The output of each network studied in Sections 2.1, 2.2, 2.3 was a slice‐by‐slice classification of each contour present on a given slice. No restrictions were placed on the output of the networks, meaning that more than one contour on a given slice could be assigned to the same class. Ultimately, the output of the networks was used to assign a class to an entire ROI (composed of multiple contours on multiple slices). For each slice in a structure, we perform classification on the given slice and consider the class selected by the algorithm as a “vote” in favor of that particular structure. The structure with the most overall votes is considered the winner.
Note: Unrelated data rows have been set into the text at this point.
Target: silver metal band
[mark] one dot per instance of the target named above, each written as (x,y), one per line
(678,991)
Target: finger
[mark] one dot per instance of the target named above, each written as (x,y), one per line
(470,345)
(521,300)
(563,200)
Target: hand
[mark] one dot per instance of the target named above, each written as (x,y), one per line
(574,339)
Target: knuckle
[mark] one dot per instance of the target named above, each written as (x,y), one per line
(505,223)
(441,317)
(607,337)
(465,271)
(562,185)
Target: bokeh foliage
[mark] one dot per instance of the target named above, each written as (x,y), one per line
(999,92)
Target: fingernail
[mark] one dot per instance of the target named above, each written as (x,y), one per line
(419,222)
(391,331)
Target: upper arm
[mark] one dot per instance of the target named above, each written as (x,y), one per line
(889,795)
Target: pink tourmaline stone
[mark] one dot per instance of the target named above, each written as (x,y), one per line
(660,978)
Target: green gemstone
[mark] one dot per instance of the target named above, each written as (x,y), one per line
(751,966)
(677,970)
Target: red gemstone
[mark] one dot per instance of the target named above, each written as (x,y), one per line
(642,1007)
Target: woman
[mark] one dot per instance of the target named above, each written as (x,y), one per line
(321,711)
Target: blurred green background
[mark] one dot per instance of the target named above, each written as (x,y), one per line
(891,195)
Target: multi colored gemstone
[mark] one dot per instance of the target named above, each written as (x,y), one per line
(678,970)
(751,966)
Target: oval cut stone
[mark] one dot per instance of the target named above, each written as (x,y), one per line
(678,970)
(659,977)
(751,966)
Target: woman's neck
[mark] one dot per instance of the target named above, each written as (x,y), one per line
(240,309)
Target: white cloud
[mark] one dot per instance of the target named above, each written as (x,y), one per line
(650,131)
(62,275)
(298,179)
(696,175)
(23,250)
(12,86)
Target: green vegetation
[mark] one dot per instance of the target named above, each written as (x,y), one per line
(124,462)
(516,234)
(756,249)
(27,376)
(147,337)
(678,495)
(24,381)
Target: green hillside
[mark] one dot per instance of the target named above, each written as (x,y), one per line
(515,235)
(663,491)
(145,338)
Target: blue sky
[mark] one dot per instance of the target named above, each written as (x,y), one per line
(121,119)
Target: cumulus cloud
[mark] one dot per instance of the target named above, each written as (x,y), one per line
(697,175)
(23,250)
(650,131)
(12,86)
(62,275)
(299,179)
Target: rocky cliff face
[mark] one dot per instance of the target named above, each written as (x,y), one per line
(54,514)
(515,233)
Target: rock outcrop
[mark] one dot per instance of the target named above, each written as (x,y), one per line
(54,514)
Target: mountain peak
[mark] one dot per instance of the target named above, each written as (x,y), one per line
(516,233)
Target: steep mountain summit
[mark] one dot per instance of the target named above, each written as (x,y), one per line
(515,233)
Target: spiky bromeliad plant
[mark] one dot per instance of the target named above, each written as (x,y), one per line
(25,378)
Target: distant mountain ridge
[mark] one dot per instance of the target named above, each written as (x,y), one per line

Owing to the large number of networks described in the methods, Table 2 has been provided with a brief summary with an abbreviated nomenclature scheme, which will be referred to in all subsequent text.

TABLE 2

Summary of networks tested

Network	Description
PU	Position along axial plane only, unnormalized
PU‐32	Position along axial plane only, unnormalized, with 32‐node hidden layer
PN	Position along axial plane only, normalized (nonanatomical)
PN‐32	Position along axial plane only, normalized (nonanatomical), with 32‐node hidden layer
PN‐32Z	Position in three dimensions, normalized (nonanatomical), with 32‐node hidden layer
PA‐32Z	Position in three dimensions, anatomically normalized, with 32‐node hidden layer
SS	Segmentation‐only using a single slice image
SM	Segmentation‐only using three consecutive images
CNS	Combined position‐segmentation classifier, normalized (nonanatomical), slice‐by‐slice classification
CNV	Combined position‐segmentation classifier, normalized (nonanatomical), after application of the voting algorithm
CAS‐B	Combined position‐segmentation classifier, anatomically normalized to the brain, slice‐by‐slice classification
CAS‐E	Combined position‐segmentation classifier, anatomically normalized to the eyes and brainstem, slice‐by‐slice classification
CAV‐B	Combined position‐segmentation classifier, anatomically normalized to the brain, after application of the voting algorithm
CAV‐E	Combined position‐segmentation classifier, anatomically normalized to the eyes and brainstem, after application of the voting algorithm

Summary of networks tested

Robustness testing

To test the robustness of the network against missing slices of contoured structures, 34 patients were selected at random from the test set. For each patient, a single organ was selected and a single slice from the organ was removed from the dataset with each organ being selected exactly twice. The remaining slices were then classified using our network, with arrays of zeroes filling in the missing slices. In this instance, the entire structure is classified slice‐by‐slice as per section 2.3 using the brain anatomically normalized network, and then the voting algorithm is applied to create a single classification as per Section 2.4.

RESULTS

Results for the position‐based classifier are sufficiently inferior that only the total accuracy statistics (i.e., percentage of correctly classified contours out of the total number of contours in the test set) on a slice‐by‐slice basis are reported. Figure 2 shows the performance of all of the position‐based classifiers described in Section 2.1. Total accuracy is plotted as a function of epoch. Unnormalized coordinates with no hidden layers (PU, green) achieved a total accuracy of 18.1% in the final epoch on the validation set. The inclusion of a 32‐node hidden layer (PU‐32, blue) only improved the results to 21.1%. For perspective, guessing randomly with equal probability of each class would result in total accuracy of 5.8%, and guessing randomly with probability proportional to the number of slices of each class would achieve a total accuracy of 13.1%. Normalizing the coordinates, without including a hidden layer improved the total accuracy to 28.4% (PN, red); adding a hidden layer with the normalized coordinates improved the total accuracy to 34.8% (PN‐32, black). Including the normalized z coordinates with a 32‐node hidden layer improved the classification accuracy to 65.5% (PN‐32Z, cyan). Using anatomical normalization of the coordinate system improved total accuracy to 69.5% (PA‐32Z, magenta).

FIGURE 2

Mean accuracy of the position‐based classifier as a function of number of training epochs. (Training accuracy are in solid lines, validation accuracy in dashed lines)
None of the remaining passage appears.